The list of organisms is dynamically updated by QIAGEN independently of Workbench versions, so you will always see the most recent list of organisms. Select the organism of your choice to see what is available for download, and check the elements you want to include in the downloading process (the size of the download file is updated with each selected element). Please note that the file size displayed in the setup window for the Download Genomes tool refers to the size of the compressed text files, which the tool is retrieving from the provider's depository. The size of the track objects will be, after decompression and conversion from text to the .clc track format, larger.
The reference sequence will be downloaded automatically from Ensembl. You can also choose to select an existing genome sequence track from your Navigation Area to initiate the download. In that case, the reference sequence has to match the genome definition built into the download tool. This means that the name and length of the chromosomes in your reference sequence have to match the genome definition of the tool.

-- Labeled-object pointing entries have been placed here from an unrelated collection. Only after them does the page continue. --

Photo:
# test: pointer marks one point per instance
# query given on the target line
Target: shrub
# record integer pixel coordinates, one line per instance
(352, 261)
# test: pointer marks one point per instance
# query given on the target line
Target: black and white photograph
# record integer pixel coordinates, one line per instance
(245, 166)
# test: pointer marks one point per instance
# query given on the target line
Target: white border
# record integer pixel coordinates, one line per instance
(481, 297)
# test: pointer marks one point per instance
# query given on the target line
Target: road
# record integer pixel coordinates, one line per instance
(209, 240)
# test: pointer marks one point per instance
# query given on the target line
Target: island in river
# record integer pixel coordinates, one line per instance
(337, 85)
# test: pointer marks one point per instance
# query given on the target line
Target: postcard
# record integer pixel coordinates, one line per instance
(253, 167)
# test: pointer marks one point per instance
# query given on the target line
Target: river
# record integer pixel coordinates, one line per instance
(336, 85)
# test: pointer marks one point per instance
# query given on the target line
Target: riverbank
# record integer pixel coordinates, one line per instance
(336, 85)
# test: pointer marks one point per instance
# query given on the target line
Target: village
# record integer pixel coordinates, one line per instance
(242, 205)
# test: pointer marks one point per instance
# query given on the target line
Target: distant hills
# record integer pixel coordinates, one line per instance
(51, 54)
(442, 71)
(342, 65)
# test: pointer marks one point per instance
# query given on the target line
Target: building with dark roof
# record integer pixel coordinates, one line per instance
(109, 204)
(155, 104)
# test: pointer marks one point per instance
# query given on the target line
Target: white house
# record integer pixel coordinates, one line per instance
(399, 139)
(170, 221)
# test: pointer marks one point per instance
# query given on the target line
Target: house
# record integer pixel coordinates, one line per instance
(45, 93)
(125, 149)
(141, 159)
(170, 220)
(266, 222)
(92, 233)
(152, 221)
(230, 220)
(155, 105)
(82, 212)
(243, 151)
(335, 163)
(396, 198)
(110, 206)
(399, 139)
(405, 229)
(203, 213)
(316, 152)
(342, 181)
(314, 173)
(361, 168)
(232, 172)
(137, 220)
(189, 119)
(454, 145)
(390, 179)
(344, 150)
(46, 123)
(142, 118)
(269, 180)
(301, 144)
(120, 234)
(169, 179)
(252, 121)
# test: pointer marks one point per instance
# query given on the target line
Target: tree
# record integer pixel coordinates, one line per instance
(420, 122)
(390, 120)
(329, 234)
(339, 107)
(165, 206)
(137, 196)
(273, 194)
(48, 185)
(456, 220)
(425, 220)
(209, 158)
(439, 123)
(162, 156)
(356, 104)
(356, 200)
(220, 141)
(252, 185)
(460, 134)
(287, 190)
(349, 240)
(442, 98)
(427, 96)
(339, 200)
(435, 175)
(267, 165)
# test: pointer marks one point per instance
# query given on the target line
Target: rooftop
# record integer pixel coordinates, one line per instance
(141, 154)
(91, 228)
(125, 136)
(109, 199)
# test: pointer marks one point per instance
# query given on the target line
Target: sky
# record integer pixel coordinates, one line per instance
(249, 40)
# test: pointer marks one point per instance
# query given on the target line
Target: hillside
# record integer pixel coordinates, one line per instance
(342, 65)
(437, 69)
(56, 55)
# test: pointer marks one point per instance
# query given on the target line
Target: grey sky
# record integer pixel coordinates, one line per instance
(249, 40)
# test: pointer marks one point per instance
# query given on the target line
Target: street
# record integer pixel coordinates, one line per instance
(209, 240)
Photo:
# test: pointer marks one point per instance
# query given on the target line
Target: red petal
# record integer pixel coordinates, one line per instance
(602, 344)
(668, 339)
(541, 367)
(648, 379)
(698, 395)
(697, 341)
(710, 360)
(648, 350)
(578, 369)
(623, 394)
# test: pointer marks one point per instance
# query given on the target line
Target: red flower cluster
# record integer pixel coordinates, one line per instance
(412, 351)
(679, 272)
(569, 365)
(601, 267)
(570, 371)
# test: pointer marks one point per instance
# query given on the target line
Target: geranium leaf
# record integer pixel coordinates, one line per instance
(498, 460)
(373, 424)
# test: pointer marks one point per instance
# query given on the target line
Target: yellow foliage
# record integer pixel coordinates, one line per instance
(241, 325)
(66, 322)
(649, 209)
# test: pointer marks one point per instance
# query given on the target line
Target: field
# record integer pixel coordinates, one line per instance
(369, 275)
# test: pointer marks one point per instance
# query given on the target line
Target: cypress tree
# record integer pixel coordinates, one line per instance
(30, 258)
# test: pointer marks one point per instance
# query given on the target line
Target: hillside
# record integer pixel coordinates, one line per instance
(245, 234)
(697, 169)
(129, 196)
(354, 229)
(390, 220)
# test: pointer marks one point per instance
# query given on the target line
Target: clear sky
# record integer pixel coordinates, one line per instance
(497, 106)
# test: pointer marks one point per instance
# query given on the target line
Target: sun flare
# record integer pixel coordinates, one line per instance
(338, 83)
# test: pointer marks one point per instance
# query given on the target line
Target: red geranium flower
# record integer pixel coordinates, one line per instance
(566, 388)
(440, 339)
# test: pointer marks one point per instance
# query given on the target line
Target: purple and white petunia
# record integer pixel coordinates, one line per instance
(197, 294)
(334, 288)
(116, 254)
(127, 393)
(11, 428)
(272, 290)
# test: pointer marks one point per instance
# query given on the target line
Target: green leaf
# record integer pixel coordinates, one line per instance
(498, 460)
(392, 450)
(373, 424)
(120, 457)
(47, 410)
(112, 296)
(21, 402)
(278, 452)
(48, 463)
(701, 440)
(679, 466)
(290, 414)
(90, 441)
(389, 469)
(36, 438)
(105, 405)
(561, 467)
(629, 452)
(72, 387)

Figure 8.4: Download genomes and associated data for selected organisms.
All data downloaded with this tool will be tracks (either sequence tracks or various kinds of annotation tracks). The Ensemble human gene annotation download will produce various tracks describing the chromosomal positions of features such as exons, genes, untranslated region (UTRs), transcripts, selenocysteines, coding sequences (CDSs) and mRNAs. The tracks be saved in a folder called "Genomes" in the CLC_References folder of the Navigation Area. Previous downloads are listed in the Reference Data Manager dialog, and can be deleted from there if needed (but note that this requires admin rights if the files are located on a server).
Which types of annotation are available for download is different from organism to organism and depends on the data sources that QIAGEN has included for download. Please note that for human data, a difference between the UCSC genome build and Ensembl/NCBI exists, which means that variants downloaded from UCSC will not be annotated on the mitochondrial genome when using this download tool. The Ensemble human gene annotation download will produce various tracks describing the chromosomal positions of features such as exons, genes, untranslated region (UTRs), transcripts, selenocysteines, coding sequences (CDSs) and mRNAs. UCSC Genome Browser available data include dbsnp variants and chromosome ideograms, also called a cytogenetic ideograms, i.e., a chromosome map with numbered banding patterns that shows the relationship between the two chromosome arms and the centromere (figure 8.5).
Figure 8.5: The ideogram is particularly useful when used in combination with other tracks in a track list. In this figure the ideogram is highlighted with a red box.